A l’époque mon opinion sur cette réforme typiquement sarkozienne était déjà
sévère :
« Cette réforme est l’exemple parfait de ce qu’il ne faut pas faire ! On lance un projet sans réflexion préalable, on le justifie comme étant la condition sine qua non à une télévision publique de qualité et on commence par amputer celle-ci d’une partie de son financement, on ne se pose qu’ensuite la question de savoir par quoi la remplacer et on ne trouve rien de mieux que de taxer des Sociétés privées de manière tout à fait arbitraire, le tout avant même d’avoir défini ce qu’on entend par « télévision de qualité » et avant d’avoir spécifié les nouveaux objectifs qui devront être fixés à l’audiovisuel public ! »
Je pensais avoir tout dis mais c’était sans compter sur l'incroyable talent de notre gouvernement pour nous surprendre !
En effet, 2 ans plus tard, qu’elle est donc la situation ?
On s’aperçoit d’abord, qu’après 20 heures, la publicité a effectivement
disparue mais qu’elle a été en grande partie remplacée par …le parrainage
!
La publicité est morte, vive le parrainage !!!...si ce n’est pas une grosse
hypocrisie, mais qu’est-ce donc ? je vous le demande ?

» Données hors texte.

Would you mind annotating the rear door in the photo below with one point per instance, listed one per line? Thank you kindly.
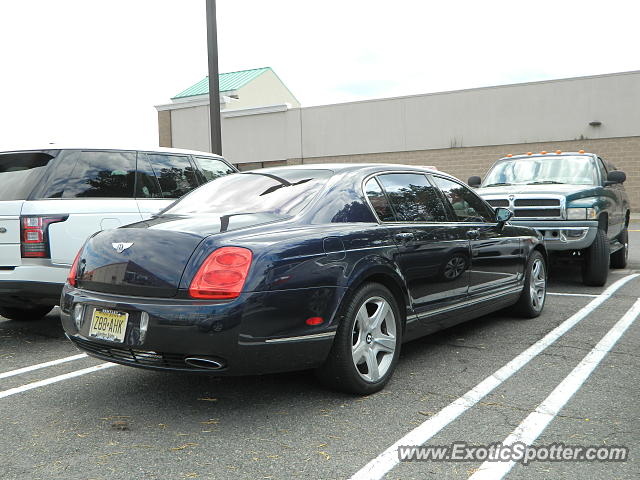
(20, 173)
(497, 260)
(95, 188)
(432, 256)
(163, 178)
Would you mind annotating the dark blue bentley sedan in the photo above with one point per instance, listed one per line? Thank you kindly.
(325, 267)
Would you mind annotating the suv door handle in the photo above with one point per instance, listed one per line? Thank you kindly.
(404, 237)
(473, 234)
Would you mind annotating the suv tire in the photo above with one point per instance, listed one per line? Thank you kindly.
(25, 314)
(619, 258)
(595, 265)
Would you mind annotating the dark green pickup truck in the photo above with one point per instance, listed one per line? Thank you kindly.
(576, 200)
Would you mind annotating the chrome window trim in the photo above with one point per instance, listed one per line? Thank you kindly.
(373, 210)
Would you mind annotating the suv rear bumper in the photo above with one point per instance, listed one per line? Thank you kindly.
(32, 284)
(561, 235)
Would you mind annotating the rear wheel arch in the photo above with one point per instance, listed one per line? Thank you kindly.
(540, 248)
(392, 284)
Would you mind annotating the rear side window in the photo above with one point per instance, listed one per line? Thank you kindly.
(147, 185)
(212, 168)
(412, 197)
(466, 205)
(101, 174)
(20, 173)
(175, 174)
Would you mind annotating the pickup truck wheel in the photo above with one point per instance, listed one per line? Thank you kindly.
(619, 258)
(595, 265)
(25, 314)
(534, 294)
(367, 343)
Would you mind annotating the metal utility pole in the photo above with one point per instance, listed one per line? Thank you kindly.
(214, 81)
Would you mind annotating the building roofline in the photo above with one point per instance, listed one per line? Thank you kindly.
(73, 146)
(474, 89)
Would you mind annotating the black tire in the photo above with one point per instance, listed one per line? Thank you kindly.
(595, 264)
(25, 314)
(619, 258)
(339, 370)
(534, 294)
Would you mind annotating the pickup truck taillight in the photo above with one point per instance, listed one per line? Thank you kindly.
(34, 235)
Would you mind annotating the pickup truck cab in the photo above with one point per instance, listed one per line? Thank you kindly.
(576, 200)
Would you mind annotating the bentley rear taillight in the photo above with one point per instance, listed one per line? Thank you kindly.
(222, 275)
(34, 235)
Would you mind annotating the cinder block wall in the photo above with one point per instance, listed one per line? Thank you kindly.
(623, 152)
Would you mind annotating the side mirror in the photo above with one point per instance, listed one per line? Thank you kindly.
(474, 181)
(616, 176)
(503, 215)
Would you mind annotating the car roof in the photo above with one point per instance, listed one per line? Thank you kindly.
(60, 146)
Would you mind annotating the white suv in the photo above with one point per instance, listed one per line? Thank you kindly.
(53, 198)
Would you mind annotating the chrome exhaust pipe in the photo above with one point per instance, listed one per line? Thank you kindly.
(204, 363)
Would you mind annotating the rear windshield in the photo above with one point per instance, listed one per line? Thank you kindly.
(278, 192)
(20, 173)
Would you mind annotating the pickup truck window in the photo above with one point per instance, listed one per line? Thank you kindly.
(540, 170)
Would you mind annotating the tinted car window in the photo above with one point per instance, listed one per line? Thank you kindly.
(101, 174)
(20, 173)
(466, 205)
(175, 174)
(212, 168)
(279, 192)
(147, 185)
(412, 197)
(379, 201)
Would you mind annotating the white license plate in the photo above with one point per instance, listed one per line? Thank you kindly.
(108, 325)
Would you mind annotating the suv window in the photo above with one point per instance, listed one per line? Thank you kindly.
(379, 201)
(175, 174)
(466, 205)
(212, 168)
(20, 173)
(412, 197)
(101, 174)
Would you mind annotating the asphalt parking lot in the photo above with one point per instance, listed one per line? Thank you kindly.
(82, 422)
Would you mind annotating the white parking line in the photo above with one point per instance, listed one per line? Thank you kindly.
(539, 419)
(383, 463)
(573, 294)
(59, 378)
(31, 368)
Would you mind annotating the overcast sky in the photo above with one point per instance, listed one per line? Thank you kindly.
(89, 71)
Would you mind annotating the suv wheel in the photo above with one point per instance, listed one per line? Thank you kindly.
(25, 314)
(619, 258)
(595, 265)
(367, 344)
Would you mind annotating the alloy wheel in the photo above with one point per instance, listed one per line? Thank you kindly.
(538, 284)
(374, 339)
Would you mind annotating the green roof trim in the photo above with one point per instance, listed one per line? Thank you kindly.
(228, 82)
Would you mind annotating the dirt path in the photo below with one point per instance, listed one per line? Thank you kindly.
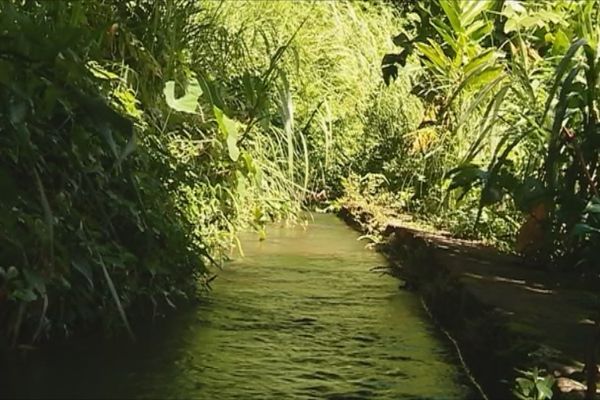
(546, 309)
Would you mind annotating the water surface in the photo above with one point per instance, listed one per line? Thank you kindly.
(299, 317)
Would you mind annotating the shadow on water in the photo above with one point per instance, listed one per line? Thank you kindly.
(300, 316)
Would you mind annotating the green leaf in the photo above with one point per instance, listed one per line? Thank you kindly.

Mais ce n’est pas tout, la publicité stricto sensu n’est supprimée qu’à
partir de 20 heures et devait défunter complètement à partir de Novembre 2011,
or voilà qu’on
nous annonce qu’en fin de compte, on va attendre un peu pour la liquider
!
Plus précisément, on va attendre 2 ans à partir de sa date théorique de
liquidation pour…. aviser : « Après on verra » nous dit Frédéric
Mitterrand !
Ce qui nous met donc en ….2014, au mieux !...autant dire que la publicité
sur les télévisions publiques a encore de beaux jours devant elle !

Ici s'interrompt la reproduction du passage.